Performance should not be priority #1. Security should be. Why do we slow down all CPUs to prevent SPECTRE attacks yet continue to write in C? As rav1d shows, the perf loss is far less to migrate from C to Rust than it is to apply SPECTRE mitigations, and adding a sandbox around a memory-unsafe codec is going to be way more expensive again than using Rust code to start.
> Performance should not be priority #1. Security should be.
For a web browser, or a server in a bank, sure. For anything else, questionable.
> adding a sandbox around a memory-unsafe codec is going to be way more expensive
In modern world, overhead of strong sandboxes is surprisingly small. A nuclear but most reliable option is hardware assisted VM. On modern computers with SLAT and virtualized IO the overhead for most use cases is negligible. If you want something lighter weight, can use a multi-user nature of all modern OS kernels and isolate into a separate process with restricted permissions. Sandboxing overhead is approximately zero.
rav1d is not a full rewrite of dav1d to rust. So it really doesn't show that. It's currently C + rust + asm.
I don't think we can say anything about what this does or does not prove about the performance of safe code.
> Performance should not be priority #1. Security should be.
Entirely depends on the application. The reason rust has `unsafe` is because there's some situations where performance needs to preempt potential security problems.
Codecs are difficult and expensive to develop. Therefore they get reused in many contexts, including security critical ones. Sandboxing is shown over and over to not be a great security solution, so what this means in practice is that security-critical software that needs software decoding get pwned because software engineers don't care to prioritize it in the first place.
Why shouldn't safety be the default? If you really want to, it wouldn't be too hard to maintain a patch on top of rustc to drop the bounds checks if you want to compile object files without them.
Software decoding has a safety culture problem, and we need to talk about it.
Because safe code isn't fast enough to decode live video.
> If you really want to, it wouldn't be too hard to maintain a patch on top of rustc to drop the bounds checks if you want to compile object files without them.
Yeah, but then you are undermining safety in a critical way that does lead to security vulnerabilities (buffer overflow). And you are also now maintaining and requiring other devs for a project to use a custom version of rustc. That's certainly part of the reason that's simply not happened.
But another major part of it is that encoders end up with a lot of custom ASM regardless. That custom ASM is going to be where vulnerabilities end up. You don't really escape that by using rust.

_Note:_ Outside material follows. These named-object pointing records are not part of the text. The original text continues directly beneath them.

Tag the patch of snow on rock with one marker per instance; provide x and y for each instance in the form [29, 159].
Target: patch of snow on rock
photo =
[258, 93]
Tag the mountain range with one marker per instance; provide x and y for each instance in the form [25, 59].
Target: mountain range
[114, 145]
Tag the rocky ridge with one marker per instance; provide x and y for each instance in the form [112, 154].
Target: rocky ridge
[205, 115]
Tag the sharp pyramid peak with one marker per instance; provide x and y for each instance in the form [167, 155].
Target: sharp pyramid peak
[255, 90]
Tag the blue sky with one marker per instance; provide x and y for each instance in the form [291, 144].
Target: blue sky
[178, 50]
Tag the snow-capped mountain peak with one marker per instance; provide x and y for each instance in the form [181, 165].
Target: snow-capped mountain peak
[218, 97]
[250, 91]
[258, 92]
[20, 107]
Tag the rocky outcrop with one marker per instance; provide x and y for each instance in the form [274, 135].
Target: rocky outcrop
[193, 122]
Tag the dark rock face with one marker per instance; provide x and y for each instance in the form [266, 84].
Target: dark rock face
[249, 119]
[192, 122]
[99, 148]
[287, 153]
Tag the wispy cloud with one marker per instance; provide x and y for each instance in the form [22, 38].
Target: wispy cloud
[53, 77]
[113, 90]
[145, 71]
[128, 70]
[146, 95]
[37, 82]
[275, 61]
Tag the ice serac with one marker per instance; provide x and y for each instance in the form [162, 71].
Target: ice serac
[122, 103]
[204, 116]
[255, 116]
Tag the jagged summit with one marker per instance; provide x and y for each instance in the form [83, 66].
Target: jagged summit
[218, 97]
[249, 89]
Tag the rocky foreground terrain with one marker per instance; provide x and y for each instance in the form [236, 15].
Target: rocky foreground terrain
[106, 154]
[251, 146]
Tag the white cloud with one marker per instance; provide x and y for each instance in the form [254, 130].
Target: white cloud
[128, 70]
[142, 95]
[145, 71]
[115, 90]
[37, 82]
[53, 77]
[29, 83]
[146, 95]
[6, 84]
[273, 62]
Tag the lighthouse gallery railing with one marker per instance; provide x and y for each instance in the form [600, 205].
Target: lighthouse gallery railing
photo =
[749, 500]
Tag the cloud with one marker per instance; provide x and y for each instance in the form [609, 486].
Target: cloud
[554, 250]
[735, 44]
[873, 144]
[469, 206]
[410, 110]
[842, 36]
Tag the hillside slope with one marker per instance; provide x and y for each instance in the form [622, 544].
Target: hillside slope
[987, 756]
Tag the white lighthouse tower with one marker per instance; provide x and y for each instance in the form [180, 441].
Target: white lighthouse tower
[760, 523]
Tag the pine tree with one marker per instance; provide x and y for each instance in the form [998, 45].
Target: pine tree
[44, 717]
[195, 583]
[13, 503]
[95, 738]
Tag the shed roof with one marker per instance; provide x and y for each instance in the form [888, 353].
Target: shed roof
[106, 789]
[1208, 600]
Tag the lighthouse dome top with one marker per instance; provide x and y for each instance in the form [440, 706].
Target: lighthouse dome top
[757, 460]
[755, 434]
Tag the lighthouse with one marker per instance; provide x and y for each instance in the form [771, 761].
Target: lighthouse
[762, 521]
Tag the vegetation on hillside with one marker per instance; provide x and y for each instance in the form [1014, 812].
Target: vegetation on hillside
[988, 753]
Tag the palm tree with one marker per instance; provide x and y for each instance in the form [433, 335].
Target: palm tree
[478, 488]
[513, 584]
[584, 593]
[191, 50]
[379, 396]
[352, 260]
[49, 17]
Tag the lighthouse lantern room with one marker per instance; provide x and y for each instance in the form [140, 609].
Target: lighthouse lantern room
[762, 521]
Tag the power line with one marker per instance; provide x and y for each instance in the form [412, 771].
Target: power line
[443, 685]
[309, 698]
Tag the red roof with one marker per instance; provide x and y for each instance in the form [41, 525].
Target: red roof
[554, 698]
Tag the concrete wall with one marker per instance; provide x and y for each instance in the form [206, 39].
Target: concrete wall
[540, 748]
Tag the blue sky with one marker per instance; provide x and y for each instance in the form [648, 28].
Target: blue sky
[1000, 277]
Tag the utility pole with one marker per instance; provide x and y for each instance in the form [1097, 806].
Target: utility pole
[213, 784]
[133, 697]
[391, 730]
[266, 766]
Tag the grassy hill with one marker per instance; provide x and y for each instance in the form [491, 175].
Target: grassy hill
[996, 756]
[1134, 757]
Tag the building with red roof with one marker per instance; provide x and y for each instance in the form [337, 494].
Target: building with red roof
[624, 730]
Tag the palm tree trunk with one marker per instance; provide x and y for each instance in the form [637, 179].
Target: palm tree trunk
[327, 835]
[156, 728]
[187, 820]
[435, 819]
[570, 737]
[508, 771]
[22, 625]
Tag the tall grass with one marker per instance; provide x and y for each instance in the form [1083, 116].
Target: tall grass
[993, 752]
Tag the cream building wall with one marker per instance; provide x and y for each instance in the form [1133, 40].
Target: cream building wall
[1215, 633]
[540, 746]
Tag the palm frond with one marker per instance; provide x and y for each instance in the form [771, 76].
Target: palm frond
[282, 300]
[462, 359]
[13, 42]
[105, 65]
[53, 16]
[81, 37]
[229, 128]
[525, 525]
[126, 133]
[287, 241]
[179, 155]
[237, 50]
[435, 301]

If you are already abandoning where you critically need safety the most for performance, then why pick a language that additionally penalizes you for using unsafe constructs?
> Software decoding has a safety culture problem, and we need to talk about it.
Compilers and languages have an optimization problem that we need to talk about. SIMD optimizations remain a very hard thing for compilers to get right. We should talk about what it'd take to make compilers better and the reasons for why codec devs need to drop down to asm instead of using a high level compiler.
There might not be a solution to this problem, there are reasons for it.
> Because safe code isn't fast enough to decode live video.
I strongly doubt that.
And if any implementation of AV2 can be "fast enough", then there should be no question at all that we can write "fast enough" safe decoders for every other codec. Absolutely no way safe code is inherently that much slower.
Is it simply impossible to get compiled code within a factor of five? That claim needs strong evidence.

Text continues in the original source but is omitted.